Resolve test_datasource_db_sync_add_remove instability

Configure the replica server in the test to use a short PRC timeout.
The instability appears to arise as follows.
In starting the replica Congress instance:
If Congress API process starts before Congress policy engine process,
the call to check Congress started is processed by the API process,
which makes an RPC call to the policy engine process.
But the policy engine process may be a bit slower to start.
In that case, the RPC call may never reach the policy engine process
even if the policy engine process starts up just a few seconds later.
So the call times out according to the default 60 seconds, by which
point the entire retry period of the test is used up and the test
fails.

In this fix, the RPC timeout is set to a short 10 seconds on the
replica instance. That way, if the policy engine has not started
by the time of the first RPC call, the RPC call would time out with
time remaining on the test retry period for further retry.

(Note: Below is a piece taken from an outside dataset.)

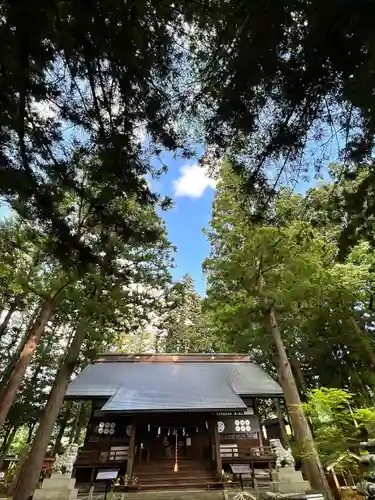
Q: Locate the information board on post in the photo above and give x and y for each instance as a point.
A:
(240, 468)
(106, 475)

The test retry period is also increased because occassionally the
replica policy engine takes longer than the allotted 60s to start up.

Change-Id: Ied8c95c4a60a3b6ea2c617fdfe94d4d7cf7a5822
This commit is contained in:
Eric K 2019-02-19 13:01:23 -08:00 committed by Eric Kao
parent 2b4c0ba868
commit df0b7e5737
1 changed files with 2 additions and 1 deletions

View File

@ -78,6 +78,7 @@ class TestHA(manager_congress.ScenarioPolicyBase):
index = conf.find('[DEFAULT]') + len('[DEFAULT]\n')
conf = (conf[:index] +
'bind_port = %d\n' % port_num +
'rpc_response_timeout = 10\n' +
conf[index:])
# set datasource sync period interval to 5
conf = conf.replace('datasource_sync_period = 30',
@ -212,7 +213,7 @@ class TestHA(manager_congress.ScenarioPolicyBase):
if not test_utils.call_until_true(
func=lambda: self._check_replica_server_status(
replica_client),
duration=60, sleep_for=1):
duration=90, sleep_for=2):
for port_num in self.replicas:
procs = self.replicas[port_num][0]
for service_key in procs: